Highcharter: Create a plot of the top 10 years with the highest number meteorite landings comparing average mass and number of landings

cols <- c("red","black")
myTitle <- "Top 10 Years with the Highest Number of Meteorite Landings and their Average Mass"
highchart() %>%
  hc_yAxis_multiples(
    list(title = list(text = "Average Mass (grams)")),
    list(title = list(text = "Number of Meteorite Landings"), opposite = TRUE)
  ) %>%
  hc_add_series(data = topCount$avgMass,
                name = "Average Mass (grams)",
                type = "column",
                yAxis = 0) %>%
  hc_add_series(data = topCount$count,
                name = "Number of Meteorite Landings",
                type = "line",
                yAxis = 1) %>%
  hc_xAxis(categories = topCount$year,
           tickInterval = 1) %>%
  hc_colors(cols) %>%
  hc_title(text = myTitle,
           margin = 15,
           align = "center")

Highcharter: Create a plot of the top 10 years with the highest average mass of meteorites comparing average mass and number of landings

cols <- c("red","black")
myTitle <- "Top 10 Years with the Highest Average Mass and their Number of Meteorite Landings"
highchart() %>%
  hc_yAxis_multiples(
    list(title = list(text = "Average Mass (grams)")),
    list(title = list(text = "Number of Meteorite Landings"), opposite = TRUE)
  ) %>%
  hc_add_series(data = topAvgMass$avgMass,
                name = "Average Mass (grams)",
                type = "column",
                yAxis = 0) %>%
  hc_add_series(data = topAvgMass$count,
                name = "Number of Meteorite Landings",
                type = "line",
                yAxis = 1) %>%
  hc_xAxis(categories = topAvgMass$year,
           tickInterval = 1) %>%
  hc_colors(cols) %>%
  hc_title(text = myTitle,
           margin = 15,
           align = "center")

Conclusion

My first visualization, comparing a categorical variable, represents the GeoLocation of all the known meteorites around the world and it compares those that have been seen while falling versus those that have been found years after they landed.
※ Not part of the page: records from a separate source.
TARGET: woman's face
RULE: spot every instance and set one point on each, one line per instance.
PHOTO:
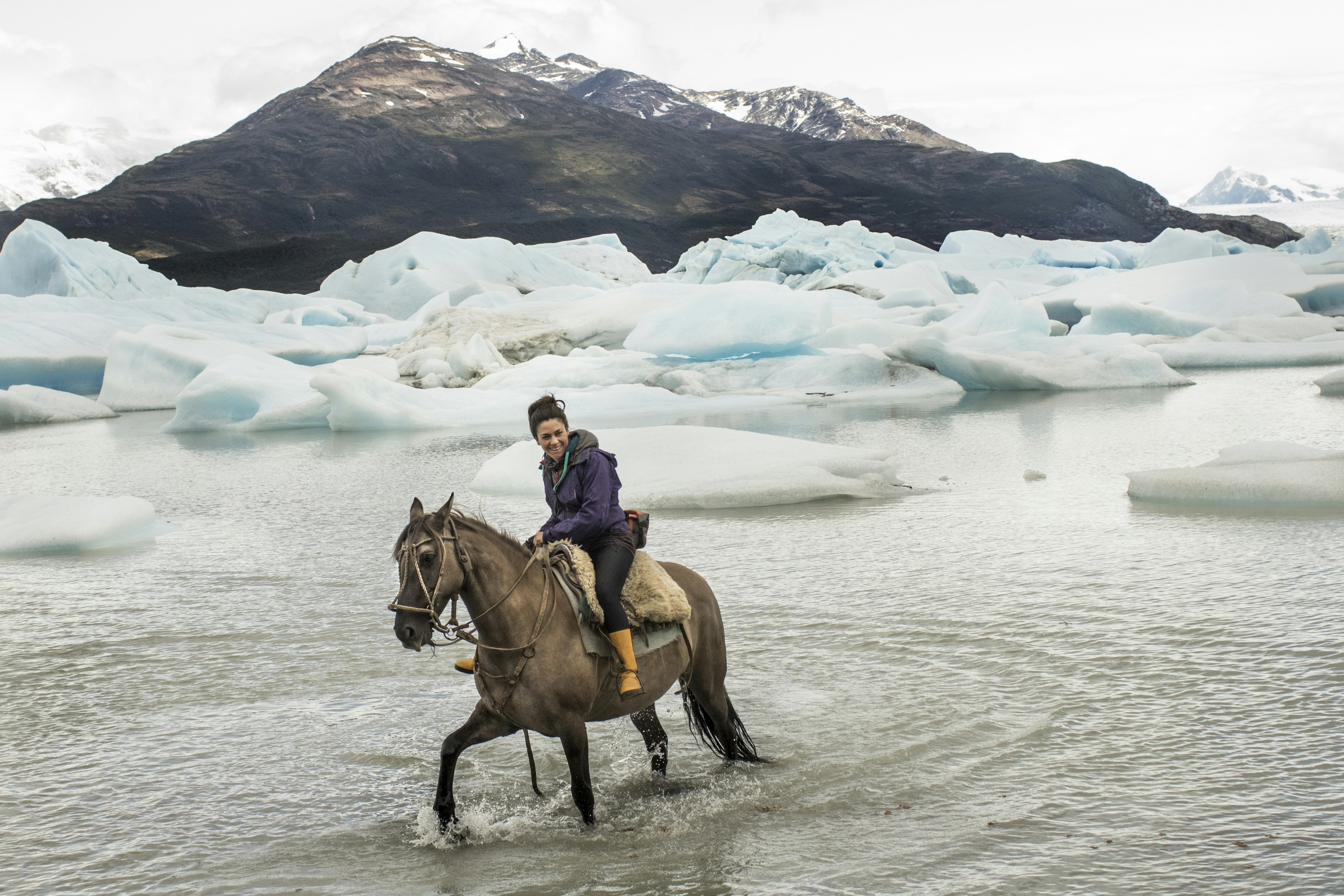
(554, 437)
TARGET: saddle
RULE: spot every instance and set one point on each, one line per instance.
(655, 604)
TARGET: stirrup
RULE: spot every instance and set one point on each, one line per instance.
(635, 692)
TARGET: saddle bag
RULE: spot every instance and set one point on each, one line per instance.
(639, 523)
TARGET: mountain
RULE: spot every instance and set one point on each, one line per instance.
(792, 109)
(1241, 187)
(405, 136)
(69, 160)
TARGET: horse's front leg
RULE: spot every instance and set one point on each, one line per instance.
(655, 738)
(480, 727)
(574, 739)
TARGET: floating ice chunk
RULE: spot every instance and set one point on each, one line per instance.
(38, 260)
(783, 248)
(701, 467)
(604, 256)
(526, 330)
(1332, 383)
(1037, 362)
(148, 370)
(996, 311)
(42, 523)
(733, 320)
(401, 279)
(334, 312)
(1225, 300)
(1176, 245)
(249, 393)
(1119, 315)
(475, 358)
(37, 405)
(890, 284)
(1316, 242)
(366, 402)
(1202, 354)
(1256, 273)
(1264, 328)
(1253, 473)
(1056, 253)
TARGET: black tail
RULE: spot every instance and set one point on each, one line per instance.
(736, 746)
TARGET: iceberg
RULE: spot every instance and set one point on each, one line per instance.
(147, 370)
(1119, 315)
(400, 280)
(1332, 383)
(704, 467)
(37, 405)
(1018, 360)
(45, 523)
(38, 260)
(362, 401)
(783, 248)
(1208, 354)
(1254, 273)
(733, 320)
(1252, 473)
(262, 393)
(604, 256)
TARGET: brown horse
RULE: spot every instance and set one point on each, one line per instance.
(531, 668)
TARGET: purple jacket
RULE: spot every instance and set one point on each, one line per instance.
(588, 502)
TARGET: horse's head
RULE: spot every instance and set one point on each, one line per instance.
(432, 570)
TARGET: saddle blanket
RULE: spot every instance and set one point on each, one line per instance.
(654, 601)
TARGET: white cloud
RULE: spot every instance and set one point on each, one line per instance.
(1168, 93)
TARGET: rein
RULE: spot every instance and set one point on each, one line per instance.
(454, 630)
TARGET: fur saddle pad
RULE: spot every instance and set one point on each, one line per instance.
(573, 572)
(650, 593)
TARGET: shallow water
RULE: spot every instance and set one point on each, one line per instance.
(1127, 692)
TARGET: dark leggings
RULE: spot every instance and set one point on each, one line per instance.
(612, 558)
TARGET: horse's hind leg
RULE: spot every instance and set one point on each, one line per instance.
(574, 739)
(482, 726)
(655, 738)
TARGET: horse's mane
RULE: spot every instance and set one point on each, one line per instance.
(474, 523)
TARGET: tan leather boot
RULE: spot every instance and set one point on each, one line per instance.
(630, 686)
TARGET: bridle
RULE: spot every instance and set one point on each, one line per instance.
(454, 630)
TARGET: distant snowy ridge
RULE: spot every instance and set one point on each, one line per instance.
(62, 162)
(1240, 187)
(793, 109)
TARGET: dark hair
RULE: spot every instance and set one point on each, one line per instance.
(546, 409)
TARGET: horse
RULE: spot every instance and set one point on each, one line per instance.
(531, 670)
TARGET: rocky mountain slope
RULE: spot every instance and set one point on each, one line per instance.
(405, 136)
(1241, 187)
(792, 109)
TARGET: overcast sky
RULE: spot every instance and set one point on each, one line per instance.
(1168, 92)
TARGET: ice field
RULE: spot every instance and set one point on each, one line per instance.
(1054, 516)
(779, 314)
(1142, 695)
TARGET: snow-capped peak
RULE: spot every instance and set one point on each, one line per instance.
(1237, 186)
(506, 46)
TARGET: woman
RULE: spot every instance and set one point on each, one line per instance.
(582, 491)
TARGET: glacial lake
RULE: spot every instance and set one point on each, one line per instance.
(998, 687)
It surprised me that there has been a lot of meteorite landings in North America and in Australia, a majority of them being categorized as “found”. In contrast, I was also surprised to see such high activity of meteorites that had landed and been seen in areas such as India and Europe. While this visualization classifies meteorite activity around the world, I wish I had been able to compare the number of landings throughout the world to determine if any region is more prone to meteorite landings than others. My final two visualizations, comparing quantitative variables, represent the top twenty years with the highest meteorite activity. I was very surprised to see that most of the years with the highest number of landings fell within more recent years (late 20th and early 21st century). In contrast, the top 10 years with the highest average meteorite masses occurred before the mid-twentieth century and as early as the 16th century. These findings make me wonder if the changing environmental favors (i.e. climate change, pollution, etc.) over the decades contribute to meteorite activity. While I would have loved to explore more of this dataset, I truly enjoyed diving into this data and creating intricate visualizations.